Platform Outage
Incident Report for Currencycloud
Postmortem

OVERVIEW

The platform experienced a significant outage on 3 September 2024, triggered by an update to some micro services. The incident began with intermittent errors on the static data service, which then escalated to a complete platform-wide outage lasting approximately 20 minutes.

CLIENT IMPACT

The root cause of the incident was an issue with a micro service upgrade. Due to an error the upgrade process was not fully completed before the previous version was deleted and all services had successfully migrated to the newer version.

Some services were still running with the old version, as they had not been restarted to pick up the new version. This meant these services could no longer communicate with each other as version had been deleted.

In summary, the root cause was a gap in the upgrade process, where the old version was removed before all services had fully migrated to the new version. This led to a cascading failure that impacted a wide range of services and caused a significant platform outage

REMEDIATION

A restart of all impacted services allowed clients to pick-up the new version and resolve the incident.

Process review conducted, improvements to the upgrade process are underway to move to a simpler process.
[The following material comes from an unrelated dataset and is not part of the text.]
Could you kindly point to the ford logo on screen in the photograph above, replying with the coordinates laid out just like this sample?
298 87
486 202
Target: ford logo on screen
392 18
Posted Sep 09, 2024 - 15:59 UTC

Resolved
This incident has been resolved.
Posted Sep 03, 2024 - 20:19 UTC
Update
We are continuing to investigate this issue.
Posted Sep 03, 2024 - 20:18 UTC
Update
We are are investigating an escalation of the incident that has caused a major outage impacting multiple services, multiple teams are working to resolve the issue as soon as possible
Posted Sep 03, 2024 - 19:53 UTC
Investigating
Major platform outage
Posted Sep 03, 2024 - 18:33 UTC
This incident affected: API, Payments, Conversions, Paydirect.io / Direct, Notifications, and Balances.